VietNamNet Bridge – Nearly 78,000 hectares of cashew have been cut down by farmers in the past five years to make room for cultivating other crops like rubber and pepper, which is ascribed to price instability, low yield and poor supporting policies from local relevant authorities, heard a web conference on Tuesday.
Speaking at the web conference of the Government last week, Minister of Agriculture and Rural Development Cao Duc Phat informed that over 10,000 hectares of cashew were cut down annually.
Phat attributed the lamentable situation to ineffective production, low yield and poor economic benefits of cashew compared to rubber and cassava farming, prompting local farmers to turn their back on cashew planting in many areas around the country.
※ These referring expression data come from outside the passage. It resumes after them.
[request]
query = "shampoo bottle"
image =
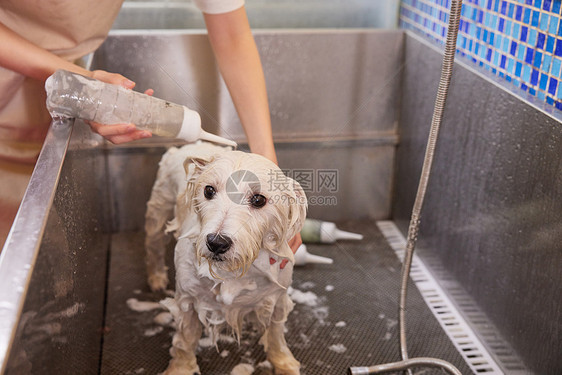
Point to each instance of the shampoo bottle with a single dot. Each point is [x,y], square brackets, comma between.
[302,257]
[316,231]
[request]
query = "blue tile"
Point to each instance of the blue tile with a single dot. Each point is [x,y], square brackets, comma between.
[550,44]
[552,86]
[503,61]
[521,52]
[540,40]
[558,50]
[524,30]
[543,82]
[518,12]
[498,41]
[513,48]
[537,59]
[541,95]
[529,55]
[534,77]
[515,32]
[518,67]
[535,19]
[555,70]
[526,73]
[532,37]
[556,7]
[505,44]
[547,59]
[544,21]
[510,64]
[508,26]
[553,25]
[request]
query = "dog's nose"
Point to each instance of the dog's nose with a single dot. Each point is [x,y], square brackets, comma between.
[217,243]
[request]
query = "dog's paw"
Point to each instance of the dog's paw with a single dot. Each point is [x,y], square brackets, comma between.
[158,281]
[181,371]
[294,371]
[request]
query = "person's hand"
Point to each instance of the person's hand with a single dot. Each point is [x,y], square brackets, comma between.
[118,133]
[295,242]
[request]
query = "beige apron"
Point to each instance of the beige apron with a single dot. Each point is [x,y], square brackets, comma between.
[68,28]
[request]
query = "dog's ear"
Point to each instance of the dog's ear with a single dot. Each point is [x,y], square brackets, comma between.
[195,164]
[297,209]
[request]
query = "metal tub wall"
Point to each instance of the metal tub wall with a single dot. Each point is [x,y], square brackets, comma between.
[287,14]
[491,225]
[59,328]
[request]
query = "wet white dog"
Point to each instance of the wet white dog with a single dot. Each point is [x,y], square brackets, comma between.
[233,213]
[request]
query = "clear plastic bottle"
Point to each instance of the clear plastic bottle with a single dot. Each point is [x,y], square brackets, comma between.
[73,95]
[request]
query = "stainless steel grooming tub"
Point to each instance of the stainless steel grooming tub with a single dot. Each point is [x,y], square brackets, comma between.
[349,110]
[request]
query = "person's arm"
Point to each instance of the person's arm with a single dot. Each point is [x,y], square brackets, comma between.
[240,65]
[21,56]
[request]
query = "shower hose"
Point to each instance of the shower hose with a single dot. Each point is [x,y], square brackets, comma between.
[446,71]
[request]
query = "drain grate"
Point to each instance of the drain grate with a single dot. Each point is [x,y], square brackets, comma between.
[450,319]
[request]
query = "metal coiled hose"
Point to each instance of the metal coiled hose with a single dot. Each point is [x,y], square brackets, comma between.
[442,91]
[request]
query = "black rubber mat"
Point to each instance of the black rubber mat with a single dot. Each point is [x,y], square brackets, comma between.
[345,315]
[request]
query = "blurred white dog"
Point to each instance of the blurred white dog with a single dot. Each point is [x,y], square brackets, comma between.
[233,213]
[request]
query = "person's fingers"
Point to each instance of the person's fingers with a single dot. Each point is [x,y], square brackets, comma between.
[113,78]
[133,136]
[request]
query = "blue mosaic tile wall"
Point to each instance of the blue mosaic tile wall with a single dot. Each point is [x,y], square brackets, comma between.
[519,40]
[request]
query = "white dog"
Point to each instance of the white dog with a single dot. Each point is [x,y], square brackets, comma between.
[233,213]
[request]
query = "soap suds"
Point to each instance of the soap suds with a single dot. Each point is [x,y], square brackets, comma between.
[163,319]
[305,298]
[136,305]
[242,369]
[206,342]
[153,331]
[338,348]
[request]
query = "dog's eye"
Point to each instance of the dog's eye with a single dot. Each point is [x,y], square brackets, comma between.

At the meeting, Phat called for farmers in the southwestern region and the Central Highlands to focus on replanting coffee and making intensive cashew farming.
Regarding cashew exports, a leader of the local agriculture industry told the meeting that Vietnam now was supplying 50% of global demand. The country has earned US$1.6 billion from cashew exports in 2013 while importing 650,000 tons of raw material from Africa in the context that only 300,000 tons was produced at home, meaning cashew exports have mainly relied on imports for local re-processing.
According to the Cultivation Department under the agriculture ministry, old trees aged 20 years or more account for over 24% of 330,000 hectares of cashew in the country.
Meanwhile, the Agricultural Planning Center under the Sub-National Institute of Agricultural Planning and Projection reported that up to 97-98% of households having old cashew trees have switched to planting other crops such as rubber and pepper to enjoy higher economic value.
The national average cashew yield was around one ton per hectare in 2005, which has fallen to 0.85 ton currently, the Institute of Agricultural Science for Southern Vietnam remarked. The profits brought in therefore stays at VND21 million per hectare annually while rubber farming generates a profit of up to VND62 million per hectare annually, which spells bad news for the cashew industry in the next few years.
“The agriculture ministry will next year make an effort to center on agricultural promotion and technical assistance targeting localities and ask them to instruct farmers to recover cashew farming and apply technical solutions to increase the crop’s yield,” Phat said.